Her mother called after her. “Jess, I—”
But Jess was already walking to the door. “I’ll see you tomorrow.”
Would she? Because right now she just wanted to drive straight to the airport and go home to LA, to her little apartment. She wanted palm trees. She wanted Eliot and his calm, kind presence.
Coming to Vermont had been a mistake.
Her mother didn’t need her. Her mother had a boyfriend, for heaven’s sake. Chuck had the sugaring under control. Zelda handled the house. Jess was completely superfluous.
This afternoon, she would clean out the downstairs and drag her mother’s bed down to the study. Tonight, she’d catch up with Pam. Then tomorrow, when Jess came to the hospital for a visit, she would bring her duffel bag and go on from here, straight to the airport.
As she drove home, a little voice in her head asked if she might be overreacting. She told the pipsqueak to stuff it.
Then, halfway between Burlington and Taylorville, she realized what she’d forgotten. She hadn’t asked her mother where that old diary went.
She could look again
later today. Her room wasn’t that big. She would find her little pink book before she left.
Jess pushed all that from her mind and thought about meeting up with Eliot when she got back to LA.
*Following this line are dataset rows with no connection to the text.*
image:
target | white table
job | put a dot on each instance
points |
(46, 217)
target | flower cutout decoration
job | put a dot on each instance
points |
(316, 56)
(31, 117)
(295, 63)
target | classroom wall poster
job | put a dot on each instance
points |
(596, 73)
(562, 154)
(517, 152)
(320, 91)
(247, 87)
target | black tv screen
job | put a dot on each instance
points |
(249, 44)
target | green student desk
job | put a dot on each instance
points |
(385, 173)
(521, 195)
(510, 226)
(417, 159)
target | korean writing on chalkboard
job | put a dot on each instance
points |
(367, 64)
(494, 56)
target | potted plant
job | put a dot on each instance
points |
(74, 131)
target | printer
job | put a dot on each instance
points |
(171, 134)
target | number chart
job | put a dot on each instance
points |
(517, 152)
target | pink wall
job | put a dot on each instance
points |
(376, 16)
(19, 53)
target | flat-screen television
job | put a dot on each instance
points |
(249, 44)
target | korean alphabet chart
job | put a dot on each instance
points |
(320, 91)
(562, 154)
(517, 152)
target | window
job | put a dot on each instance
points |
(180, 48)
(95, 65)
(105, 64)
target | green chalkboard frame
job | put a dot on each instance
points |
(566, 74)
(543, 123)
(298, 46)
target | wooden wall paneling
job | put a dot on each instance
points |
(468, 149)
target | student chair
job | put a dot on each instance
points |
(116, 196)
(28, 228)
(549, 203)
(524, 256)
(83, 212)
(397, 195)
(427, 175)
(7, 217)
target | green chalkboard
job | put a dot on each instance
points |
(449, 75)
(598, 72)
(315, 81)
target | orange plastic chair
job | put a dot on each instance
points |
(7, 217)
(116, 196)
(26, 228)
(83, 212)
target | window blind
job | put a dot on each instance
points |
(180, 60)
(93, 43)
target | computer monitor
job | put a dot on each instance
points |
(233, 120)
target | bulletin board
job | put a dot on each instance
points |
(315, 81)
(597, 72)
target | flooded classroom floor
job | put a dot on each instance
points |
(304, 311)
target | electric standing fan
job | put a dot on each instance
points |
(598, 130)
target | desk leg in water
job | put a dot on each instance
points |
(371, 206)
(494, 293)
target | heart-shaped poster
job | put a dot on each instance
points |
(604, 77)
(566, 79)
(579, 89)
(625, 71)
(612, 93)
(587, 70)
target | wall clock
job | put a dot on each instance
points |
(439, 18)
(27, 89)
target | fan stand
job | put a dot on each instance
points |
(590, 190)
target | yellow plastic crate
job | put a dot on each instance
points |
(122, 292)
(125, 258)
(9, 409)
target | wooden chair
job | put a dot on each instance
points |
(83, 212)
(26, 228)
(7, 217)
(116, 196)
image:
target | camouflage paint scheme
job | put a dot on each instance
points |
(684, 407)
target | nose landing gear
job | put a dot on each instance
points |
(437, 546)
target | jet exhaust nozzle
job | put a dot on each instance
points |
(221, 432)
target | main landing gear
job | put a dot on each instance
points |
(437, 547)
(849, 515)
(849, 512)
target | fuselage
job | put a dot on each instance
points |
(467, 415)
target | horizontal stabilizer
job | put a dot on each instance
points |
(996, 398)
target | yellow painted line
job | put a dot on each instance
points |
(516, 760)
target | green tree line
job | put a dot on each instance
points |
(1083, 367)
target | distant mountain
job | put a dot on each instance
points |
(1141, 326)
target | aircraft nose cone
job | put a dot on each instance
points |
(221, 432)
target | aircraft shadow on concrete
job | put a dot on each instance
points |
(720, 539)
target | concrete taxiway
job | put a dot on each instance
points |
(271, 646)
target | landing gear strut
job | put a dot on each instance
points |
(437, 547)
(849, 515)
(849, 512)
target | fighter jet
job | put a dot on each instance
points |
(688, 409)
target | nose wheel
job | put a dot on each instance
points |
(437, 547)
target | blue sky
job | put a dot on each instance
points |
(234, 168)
She felt much better by the time she drove into the woods and parked by the jumble of pickup trucks so she could go with Chuck to walk through the sugar bush. She greeted workers, most of whom she didn’t recognize. These were temporary jobs, filled by high school kids and people who needed a little extra money. A good worker could make a nice chunk of change during a season.
“I want to walk to the cliffs,” she told Chuck when they were done. “Haven’t been there forever.”
“I’ll walk with you.”
They talked about Kaylee and high school as they went. The more Chuck told her, the more Jess realized how much she’d missed. Not coming back was one thing. But she should have done a much better job at staying in touch.
Before she knew it, they were at their destination. The cliffs were like two white towers, a hundred feet or so high, with a thirty-foot gap between them. People around here called them Short Stack and Tall Stack, although the difference in height was minimal, no more than four or five feet. The cliffs were surrounded by the river on one side, tall pines on the other, the far side of the cliffs tapering off to lower ground and blending into the forest. Jess and Chuck walked in that way, all the way to the highest point of Tall Stack.
Jess snapped a couple of pictures and sent them to Eliot. She was looking at the LCD screen when she caught sight of a limping figure down by the water, walking with a stick.
“Derek,” Chuck said unnecessarily. Jess had already recognized his shape. Despite his injury, he was still unmistakably a warrior.
“How bad is his leg?”
“Seems to be just the limp. He walks by the river every day. Goes all the way down to the bend and back.”
At least five miles, walking on uneven ground. Wouldn’t his leg hurt?
None of her business. Jess turned away. “I’d better get back to the house.”